SEIA CEO Abigail Ross Hopper said: “Top companies are increasingly investing in clean, reliable solar energy because it makes economic sense.

“When global brands go solar, the rest of the world takes note, and this report puts the power of corporate solar investment on full display.”

SEIA said falling prices and more flexible financing and procurement structures are behind the massive growth seen in corporate solar since 2016. Decreasing costs of solar plus storage creates resiliency options and new revenue streams, and flexibility is increasing in pursuing large off-site projects.

Commercial solar faces challenges, however. Tariffs on modules will raise domestic prices and limit market potential through 2021, while state-level incentives are declining in many markets. The 30% federal investment tax credit will begin stepping down in 2020 before settling at a permanent 10% at start of 2023.
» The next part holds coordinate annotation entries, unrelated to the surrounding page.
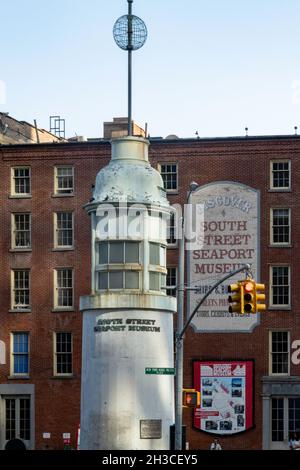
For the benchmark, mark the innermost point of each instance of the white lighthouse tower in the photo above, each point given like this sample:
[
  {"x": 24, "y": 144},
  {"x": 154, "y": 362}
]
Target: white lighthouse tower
[{"x": 127, "y": 397}]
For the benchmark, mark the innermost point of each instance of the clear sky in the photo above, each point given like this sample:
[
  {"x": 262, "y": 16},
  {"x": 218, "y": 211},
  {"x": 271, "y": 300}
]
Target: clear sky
[{"x": 212, "y": 66}]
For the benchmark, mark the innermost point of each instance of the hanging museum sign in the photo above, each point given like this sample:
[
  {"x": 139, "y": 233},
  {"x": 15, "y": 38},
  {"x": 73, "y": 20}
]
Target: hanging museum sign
[
  {"x": 228, "y": 238},
  {"x": 226, "y": 389}
]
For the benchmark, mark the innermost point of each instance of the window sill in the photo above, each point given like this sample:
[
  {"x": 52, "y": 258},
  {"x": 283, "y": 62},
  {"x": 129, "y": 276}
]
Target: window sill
[
  {"x": 61, "y": 309},
  {"x": 20, "y": 250},
  {"x": 63, "y": 377},
  {"x": 273, "y": 375},
  {"x": 280, "y": 190},
  {"x": 19, "y": 310},
  {"x": 18, "y": 377},
  {"x": 66, "y": 248},
  {"x": 21, "y": 196},
  {"x": 280, "y": 307},
  {"x": 280, "y": 245}
]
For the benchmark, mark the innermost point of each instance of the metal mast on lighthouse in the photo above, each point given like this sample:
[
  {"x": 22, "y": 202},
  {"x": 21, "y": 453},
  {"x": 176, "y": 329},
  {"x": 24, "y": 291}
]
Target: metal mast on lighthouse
[
  {"x": 130, "y": 34},
  {"x": 127, "y": 384}
]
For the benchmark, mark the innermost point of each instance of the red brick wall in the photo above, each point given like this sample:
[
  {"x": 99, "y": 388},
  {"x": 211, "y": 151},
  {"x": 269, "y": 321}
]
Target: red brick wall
[{"x": 57, "y": 402}]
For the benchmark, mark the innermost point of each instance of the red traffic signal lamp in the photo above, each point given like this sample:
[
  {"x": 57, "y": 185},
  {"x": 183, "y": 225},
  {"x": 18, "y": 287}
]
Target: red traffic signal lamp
[
  {"x": 249, "y": 296},
  {"x": 236, "y": 298},
  {"x": 259, "y": 296},
  {"x": 190, "y": 398}
]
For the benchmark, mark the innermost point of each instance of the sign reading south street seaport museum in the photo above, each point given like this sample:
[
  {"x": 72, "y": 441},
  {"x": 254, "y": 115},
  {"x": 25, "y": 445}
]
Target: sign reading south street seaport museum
[{"x": 228, "y": 238}]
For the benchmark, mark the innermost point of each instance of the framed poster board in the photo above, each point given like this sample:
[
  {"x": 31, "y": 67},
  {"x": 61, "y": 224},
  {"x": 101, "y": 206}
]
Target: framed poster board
[{"x": 226, "y": 389}]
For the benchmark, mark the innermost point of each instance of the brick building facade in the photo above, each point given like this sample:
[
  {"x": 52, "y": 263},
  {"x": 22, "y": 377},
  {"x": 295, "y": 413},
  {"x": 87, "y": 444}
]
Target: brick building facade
[{"x": 45, "y": 253}]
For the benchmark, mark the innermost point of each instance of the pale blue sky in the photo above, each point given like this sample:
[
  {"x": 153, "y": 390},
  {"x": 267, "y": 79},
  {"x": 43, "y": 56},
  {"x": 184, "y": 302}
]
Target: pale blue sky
[{"x": 214, "y": 66}]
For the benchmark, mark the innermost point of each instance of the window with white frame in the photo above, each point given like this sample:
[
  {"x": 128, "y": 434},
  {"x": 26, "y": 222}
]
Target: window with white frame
[
  {"x": 123, "y": 258},
  {"x": 21, "y": 289},
  {"x": 64, "y": 283},
  {"x": 169, "y": 174},
  {"x": 20, "y": 353},
  {"x": 277, "y": 419},
  {"x": 21, "y": 233},
  {"x": 280, "y": 174},
  {"x": 63, "y": 224},
  {"x": 157, "y": 267},
  {"x": 17, "y": 422},
  {"x": 280, "y": 286},
  {"x": 64, "y": 180},
  {"x": 21, "y": 181},
  {"x": 285, "y": 418},
  {"x": 63, "y": 352},
  {"x": 280, "y": 226},
  {"x": 171, "y": 281},
  {"x": 279, "y": 352},
  {"x": 171, "y": 231}
]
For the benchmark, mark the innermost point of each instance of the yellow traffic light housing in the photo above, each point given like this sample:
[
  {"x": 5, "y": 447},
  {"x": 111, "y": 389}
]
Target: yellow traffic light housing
[
  {"x": 190, "y": 398},
  {"x": 249, "y": 296},
  {"x": 246, "y": 297},
  {"x": 237, "y": 298},
  {"x": 259, "y": 296}
]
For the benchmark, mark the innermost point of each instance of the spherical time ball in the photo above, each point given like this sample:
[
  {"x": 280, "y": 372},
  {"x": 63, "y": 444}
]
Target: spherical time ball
[{"x": 139, "y": 32}]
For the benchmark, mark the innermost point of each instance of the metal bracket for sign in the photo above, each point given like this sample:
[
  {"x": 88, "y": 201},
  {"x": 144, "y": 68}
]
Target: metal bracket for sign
[
  {"x": 160, "y": 370},
  {"x": 245, "y": 267}
]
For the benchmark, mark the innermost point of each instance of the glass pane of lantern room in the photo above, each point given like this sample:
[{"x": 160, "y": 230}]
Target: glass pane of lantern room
[
  {"x": 116, "y": 252},
  {"x": 116, "y": 280},
  {"x": 103, "y": 253},
  {"x": 131, "y": 252}
]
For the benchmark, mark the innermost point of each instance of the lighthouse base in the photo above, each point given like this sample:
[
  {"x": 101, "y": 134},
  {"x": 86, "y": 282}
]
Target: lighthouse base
[{"x": 125, "y": 403}]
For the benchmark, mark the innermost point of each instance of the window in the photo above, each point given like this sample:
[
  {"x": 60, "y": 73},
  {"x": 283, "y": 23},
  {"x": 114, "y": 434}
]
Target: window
[
  {"x": 117, "y": 254},
  {"x": 64, "y": 229},
  {"x": 17, "y": 418},
  {"x": 277, "y": 419},
  {"x": 280, "y": 226},
  {"x": 169, "y": 174},
  {"x": 63, "y": 353},
  {"x": 157, "y": 261},
  {"x": 21, "y": 289},
  {"x": 280, "y": 174},
  {"x": 21, "y": 236},
  {"x": 171, "y": 231},
  {"x": 157, "y": 255},
  {"x": 280, "y": 286},
  {"x": 64, "y": 180},
  {"x": 171, "y": 281},
  {"x": 20, "y": 354},
  {"x": 279, "y": 353},
  {"x": 21, "y": 184},
  {"x": 64, "y": 288},
  {"x": 294, "y": 415},
  {"x": 285, "y": 418}
]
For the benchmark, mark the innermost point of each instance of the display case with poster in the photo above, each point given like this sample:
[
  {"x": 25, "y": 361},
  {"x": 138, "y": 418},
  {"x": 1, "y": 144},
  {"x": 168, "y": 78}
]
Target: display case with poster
[{"x": 226, "y": 389}]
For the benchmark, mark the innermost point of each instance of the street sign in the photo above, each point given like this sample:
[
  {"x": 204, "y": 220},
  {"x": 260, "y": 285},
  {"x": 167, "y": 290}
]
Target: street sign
[{"x": 160, "y": 370}]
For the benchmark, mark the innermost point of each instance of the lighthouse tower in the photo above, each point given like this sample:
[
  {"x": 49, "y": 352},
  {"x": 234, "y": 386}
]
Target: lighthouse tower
[
  {"x": 128, "y": 318},
  {"x": 127, "y": 388}
]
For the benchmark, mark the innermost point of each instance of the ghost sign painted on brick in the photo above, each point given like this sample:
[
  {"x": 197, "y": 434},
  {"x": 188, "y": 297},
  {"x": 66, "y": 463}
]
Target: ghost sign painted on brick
[{"x": 228, "y": 238}]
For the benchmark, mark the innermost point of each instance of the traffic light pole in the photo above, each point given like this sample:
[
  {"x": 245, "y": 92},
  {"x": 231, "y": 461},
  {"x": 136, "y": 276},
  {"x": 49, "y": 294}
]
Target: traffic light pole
[{"x": 181, "y": 329}]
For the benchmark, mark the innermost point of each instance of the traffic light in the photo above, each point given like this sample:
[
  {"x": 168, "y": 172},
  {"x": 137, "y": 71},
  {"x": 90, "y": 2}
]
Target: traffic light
[
  {"x": 259, "y": 296},
  {"x": 249, "y": 296},
  {"x": 237, "y": 298},
  {"x": 246, "y": 297},
  {"x": 190, "y": 398}
]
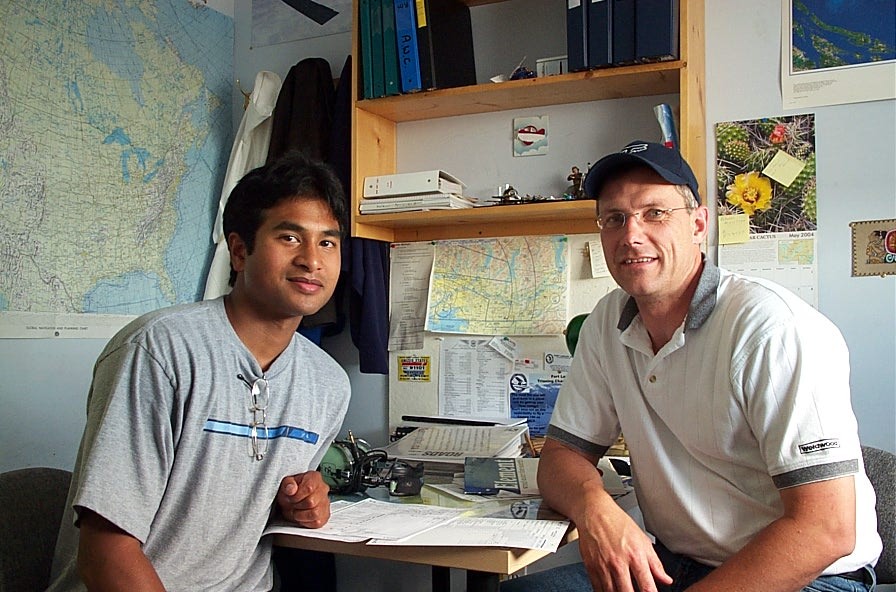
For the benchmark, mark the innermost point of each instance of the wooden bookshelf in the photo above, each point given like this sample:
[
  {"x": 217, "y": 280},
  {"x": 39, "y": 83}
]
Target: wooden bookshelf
[{"x": 375, "y": 136}]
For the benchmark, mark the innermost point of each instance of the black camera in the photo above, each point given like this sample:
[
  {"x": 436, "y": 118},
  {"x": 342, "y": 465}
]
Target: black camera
[{"x": 351, "y": 466}]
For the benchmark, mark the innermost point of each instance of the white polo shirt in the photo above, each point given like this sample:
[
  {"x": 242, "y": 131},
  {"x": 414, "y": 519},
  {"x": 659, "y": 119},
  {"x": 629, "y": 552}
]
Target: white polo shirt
[{"x": 751, "y": 395}]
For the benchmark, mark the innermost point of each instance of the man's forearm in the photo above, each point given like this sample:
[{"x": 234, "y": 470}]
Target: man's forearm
[{"x": 110, "y": 559}]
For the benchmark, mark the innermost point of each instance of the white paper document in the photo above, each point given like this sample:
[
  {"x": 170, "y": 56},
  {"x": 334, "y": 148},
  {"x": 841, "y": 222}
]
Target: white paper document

The headline data includes both on-site and remote installations. When only on-site solar was considered, Target was the biggest user.

The report’s data shows the price to install an on-site commercial system has dropped by nearly 63% over the past decade. Similar price declines are seen across all system sizes. Price declines have been driven by reductions in the cost of panels and other hardware, but also by improvements in labor efficiency and company overhead as markets become more competitive.

Average commercial system sizes for on-site projects climbed above 200 kW for the first time in 2018. Growth in system size is primarily due to falling prices, allowing companies to install more capacity for the same amount of money

Electricity generation from the solar installations tracked in this report offsets more than 7.6 million metric tons of CO2 emissions annually,

Since 2014, at least 31 off-site corporate solar projects have been completed, with a total capacity of 1.5 GW, representing a third of total commercial capacity over that time period. Over the last 18 months, nearly 4 GW of new corporate offsite projects have been procured, with 2 GW/yr expected over the next several year, according to the report.

Off-site projects have been enabled by physical PPAs (in which the corporate buys and takes legal title for the electricity from a system) and virtual PPAs (in which a corporate doesn’t directly take title to the electricity from the system, but the revenue stream from the sale of that electricity on the open market).